A brand-new solar heating system was researched and designed by Telkes in 1948 and installed in a solar house constructed on the sculptor Amelia Peabody’s estate in Dover, Massachusetts; Eleanor Raymond, an architect, designed the house.

The first recipient of the Society of Women Engineers Achievement Award was Mária Telkes in 1952. In 1964 she talked at the first International Conference of Women Engineers and Scientists in New York.

Telkes moved to the College of Engineering at New York University in 1953, where she established a solar laboratory. She carried on developing solar ovens, heating systems, and solar stills there.

Poor villagers used Mária Telkes’ solar ovens, which were inexpensive, easy, and simple to construct.

Dr. Mária Telkes’ innovations in this field also led to the discovery of a more rapid method for drying crops. Telkes received a $45,000 grant from the Ford Foundation in 1954 to develop her solar ovens.

As director of research for the solar energy lab in the Princeton division of the Curtis-Wright company in 1958, Dr. Mária Telkes researched solar dryers and the possibility of using solar thermoelectric generators in outer space. She also designed a heating and energy storage system for a laboratory building that Curtis-Wright constructed in Princeton, New Jersey, while she was working there.

Mária Telkes worked on developing materials that could be used to protect temperature-sensitive instruments from 1961 to 1963.

When Dr. Mária Telkes became the head of the solar energy laboratory at the MELPAR Company in 1963, she once more thought about how to get fresh water from seawater.

Mária Telkes joined the University of Delaware’s Institute of Energy Conversion in 1969. There, she developed materials that could store solar energy and devices that could transfer heat energy more effectively.

She was awarded patents for the storage of solar heat in the United States and other countries as a result. An experimental solar-heated building at the University of Denver known as Solar One was built using her methods.

Mária Telkes also worked on air conditioning systems that could be used in the heat of the day the next day by storing the coolness of the night.

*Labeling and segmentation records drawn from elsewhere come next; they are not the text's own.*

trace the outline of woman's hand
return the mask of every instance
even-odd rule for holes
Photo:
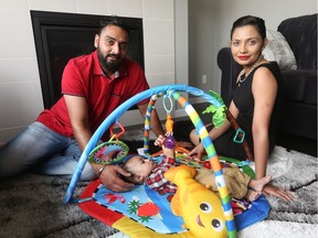
[[[199,143],[190,153],[189,156],[195,156],[197,159],[201,160],[204,153],[204,148],[202,143]]]
[[[292,202],[294,199],[294,196],[290,191],[286,191],[282,187],[275,186],[273,184],[266,184],[263,188],[263,194],[265,196],[277,196],[285,202]]]
[[[106,165],[100,174],[102,183],[114,192],[127,192],[134,188],[135,184],[124,182],[118,174],[130,176],[126,170],[119,165]]]

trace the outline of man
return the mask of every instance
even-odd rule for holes
[[[105,118],[120,104],[149,88],[141,67],[126,57],[128,44],[129,32],[119,18],[100,23],[94,41],[96,51],[73,58],[65,66],[63,97],[50,110],[42,111],[25,131],[0,148],[0,178],[26,169],[72,176],[82,151]],[[142,117],[147,102],[138,104]],[[162,134],[156,111],[151,121],[153,132]],[[103,139],[107,140],[108,133]],[[98,174],[105,186],[116,192],[134,186],[118,177],[118,173],[129,174],[117,165],[106,166],[104,172],[100,165],[92,166],[86,164],[82,180],[92,180]]]

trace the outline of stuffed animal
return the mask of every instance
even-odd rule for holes
[[[227,237],[220,197],[194,181],[197,170],[188,165],[170,169],[165,177],[177,184],[171,199],[172,213],[182,216],[184,226],[195,237]]]

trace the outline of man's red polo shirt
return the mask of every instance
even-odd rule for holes
[[[62,76],[62,94],[85,97],[88,105],[89,127],[94,132],[105,118],[130,97],[146,90],[149,85],[142,68],[126,58],[116,78],[104,76],[97,52],[71,60]],[[146,104],[148,99],[138,105]],[[64,97],[50,110],[40,113],[36,121],[65,137],[73,137],[73,130]]]

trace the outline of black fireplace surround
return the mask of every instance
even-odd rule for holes
[[[103,18],[109,17],[31,11],[44,108],[51,108],[61,97],[68,60],[95,50],[94,39]],[[121,19],[129,26],[128,56],[144,68],[142,19]]]

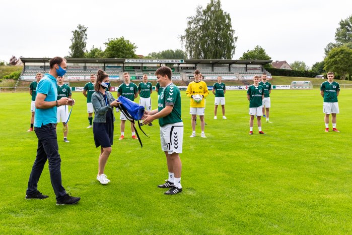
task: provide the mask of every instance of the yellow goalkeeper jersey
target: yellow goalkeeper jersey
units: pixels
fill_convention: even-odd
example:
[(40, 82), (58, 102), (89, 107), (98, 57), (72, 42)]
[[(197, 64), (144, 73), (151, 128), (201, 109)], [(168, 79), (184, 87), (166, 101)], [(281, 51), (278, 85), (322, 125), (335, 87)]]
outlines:
[[(199, 81), (198, 82), (194, 81), (188, 84), (186, 94), (191, 98), (191, 108), (202, 108), (204, 107), (204, 98), (209, 94), (209, 91), (207, 86), (206, 86), (206, 83), (202, 81)], [(191, 96), (193, 95), (203, 95), (204, 98), (201, 100), (201, 101), (197, 103), (191, 98)]]

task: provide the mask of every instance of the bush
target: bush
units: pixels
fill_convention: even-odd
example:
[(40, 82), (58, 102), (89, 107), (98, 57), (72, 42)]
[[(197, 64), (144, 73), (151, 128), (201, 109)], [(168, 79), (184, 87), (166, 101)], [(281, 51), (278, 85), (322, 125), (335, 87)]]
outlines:
[(280, 76), (285, 77), (301, 77), (306, 78), (314, 78), (317, 75), (319, 75), (318, 73), (313, 71), (307, 71), (306, 70), (289, 70), (281, 69), (275, 69), (273, 68), (265, 68), (269, 73), (273, 76)]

In 1977, the National Academy of Science Building Research Advisory Board presented Telkes in recognition of her contributions to the technology of solar-heated buildings and the Charles Greeley Abbot Award from the American Solar Energy Society. She joined the company of innovators such as Frank Lloyd Wright and Buckminster Fuller, who also received the award, as a result of this.

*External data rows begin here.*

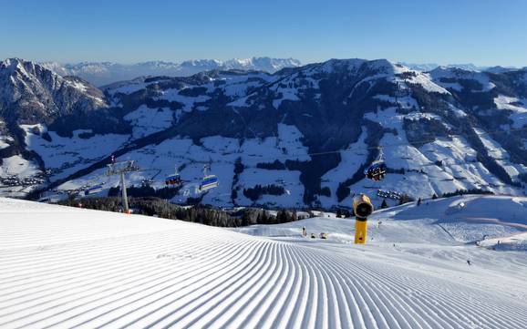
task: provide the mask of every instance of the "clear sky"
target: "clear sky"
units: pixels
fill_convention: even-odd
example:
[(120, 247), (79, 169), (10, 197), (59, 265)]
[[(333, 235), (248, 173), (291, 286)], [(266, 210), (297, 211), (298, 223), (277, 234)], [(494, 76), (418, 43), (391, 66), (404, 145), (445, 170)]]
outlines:
[(527, 66), (527, 0), (0, 0), (0, 57)]

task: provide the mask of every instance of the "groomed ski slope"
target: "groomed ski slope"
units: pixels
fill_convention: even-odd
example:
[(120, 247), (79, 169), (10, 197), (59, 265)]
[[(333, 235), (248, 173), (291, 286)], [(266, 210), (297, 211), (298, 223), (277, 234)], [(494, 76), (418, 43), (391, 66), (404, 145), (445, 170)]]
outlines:
[[(524, 252), (397, 213), (376, 215), (374, 240), (356, 246), (351, 220), (267, 238), (0, 199), (0, 327), (525, 328)], [(302, 225), (329, 239), (291, 233)]]

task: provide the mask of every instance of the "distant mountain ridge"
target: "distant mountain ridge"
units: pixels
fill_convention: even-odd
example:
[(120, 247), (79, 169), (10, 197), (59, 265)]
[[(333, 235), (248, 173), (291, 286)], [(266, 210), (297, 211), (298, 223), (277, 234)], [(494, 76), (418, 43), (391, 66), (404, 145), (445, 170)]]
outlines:
[[(478, 72), (491, 72), (491, 73), (503, 73), (508, 71), (515, 71), (522, 69), (521, 67), (478, 67), (472, 63), (467, 64), (448, 64), (448, 65), (440, 65), (436, 63), (407, 63), (407, 62), (398, 62), (398, 64), (405, 66), (408, 68), (411, 68), (416, 71), (421, 72), (429, 72), (438, 67), (449, 67), (449, 68), (461, 68), (467, 71), (478, 71)], [(523, 67), (523, 69), (525, 67)]]
[(95, 86), (105, 86), (142, 76), (188, 77), (214, 69), (242, 69), (274, 73), (284, 67), (300, 67), (301, 62), (294, 58), (252, 57), (233, 58), (225, 61), (197, 59), (180, 63), (149, 61), (130, 65), (112, 62), (81, 62), (64, 65), (56, 62), (44, 62), (41, 65), (63, 77), (78, 76)]
[[(161, 188), (177, 168), (186, 183), (169, 199), (219, 206), (349, 206), (361, 192), (376, 204), (401, 194), (527, 192), (527, 69), (420, 72), (386, 59), (331, 59), (99, 89), (35, 63), (4, 63), (0, 180), (45, 173), (46, 182), (0, 186), (0, 195), (102, 183), (107, 193), (119, 183), (104, 175), (112, 154), (144, 169), (130, 184)], [(388, 174), (373, 182), (364, 170), (380, 147)], [(221, 183), (195, 193), (204, 164)]]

When Mária Telkes retired from active research in 1978, she was given the title of professor emeritus at the University of Delaware. Until about 1992, she continued to work as a consultant.

Dr. Mária Telkes worked with the U.S. Department of Energy to build the world’s first solar-electric residence in Carlisle, Massachusetts, in 1980.

On December 2, 1995, Dr. Mária Telkes died while returning to her hometown of Budapest, Hungary, for the first time in 70 years.

In general, Mária Telkes came up with a prolific inventor of practical thermal devices. One example was a tiny desalination unit (solar still) for lifeboats that used solar power and condensation to collect drinkable water. The still saved the lives of Airmen and sailors who would have been without water if they had been abandoned at sea.

Over the course of her career, Mária Telkes acquired more than 20 patents, one of which was for a functional solar oven, and she continued to develop these solar-energy-based applications.

On December 12, 2022, Google featured an animated Google Doodle on its homepage for celebrating Mária Telkes. On this day in 1952, Dr. Telkes was the first to receive The Society of Women Engineers Achievement Award.